Transient scheduler attacks on CPUs: exploiting AMD's new microarchitectural leak

In 2018, Spectre and Meltdown taught everyone that “just running code” on a CPU was enough to leak data you were never supposed to see. We patched, mitigated, and told ourselves the worst was over.

Fast-forward to 2025 and AMD quietly drops a new phrase into the hardware-security lexicon:

Transient Scheduler Attacks (TSA) – a fresh class of speculative side-channel leaks in AMD CPUs, abusing the instruction scheduler itself.

If Spectre was about mispredicted branches and Meltdown about rogue loads, TSA is about “false completions”: the CPU momentarily believes a load has finished and forwards invalid data into dependent instructions. That data isn’t architecturally visible—but it does change how long later instructions take to execute, and those timing differences leak information across privilege boundaries.

In this post, we’ll unpack TSA from a red-team mindset:

What TSA actually is (minus marketing),
How an attacker could conceptually exploit it,
A tiny lab you can build to “feel” this class of leak,
And what defenders should do before their schedulers start talking.
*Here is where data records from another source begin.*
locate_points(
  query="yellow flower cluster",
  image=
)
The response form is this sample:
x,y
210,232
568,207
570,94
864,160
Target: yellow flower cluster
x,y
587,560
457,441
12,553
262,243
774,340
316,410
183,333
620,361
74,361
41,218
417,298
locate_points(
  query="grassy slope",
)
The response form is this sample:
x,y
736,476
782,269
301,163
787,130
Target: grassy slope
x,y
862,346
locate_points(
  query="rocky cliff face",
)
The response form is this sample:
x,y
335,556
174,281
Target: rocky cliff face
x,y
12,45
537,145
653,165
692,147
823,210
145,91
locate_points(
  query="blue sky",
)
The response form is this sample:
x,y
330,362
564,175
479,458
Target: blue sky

1. Quick refresher: speculative execution & side-channels

Modern CPUs are performance junkies. They:

Speculatively execute instructions before they’re 100% sure they’re needed (branch prediction, memory prediction, etc.).
Out-of-order schedule instructions to keep execution units busy.
Forward data between loads and stores without waiting for the full memory pipeline.

Most of the time, that works great. Occasionally, it creates transient states where:

The CPU does some work based on guessed information,
Later realizes it guessed wrong,
Rolls back the architectural state…
But the microarchitectural state (caches, predictors, queues, timing) still remembers what happened.

Classic attacks:

Spectre: abuse branch prediction → transiently execute code that touches secret-dependent memory → leak via cache timing.
Meltdown / Foreshadow / MDS: abuse permission checks and internal buffers to read data across isolation boundaries.

TSA is the same story one layer deeper: not the branch predictor, not the cache hierarchy, but the scheduler and its perception of whether a load is “done.”

2. What AMD calls “Transient Scheduler Attacks”

AMD’s 2025 security bulletin and technical whitepaper describe TSA as a new speculative side channel that appears when certain load instructions experience “false completion.”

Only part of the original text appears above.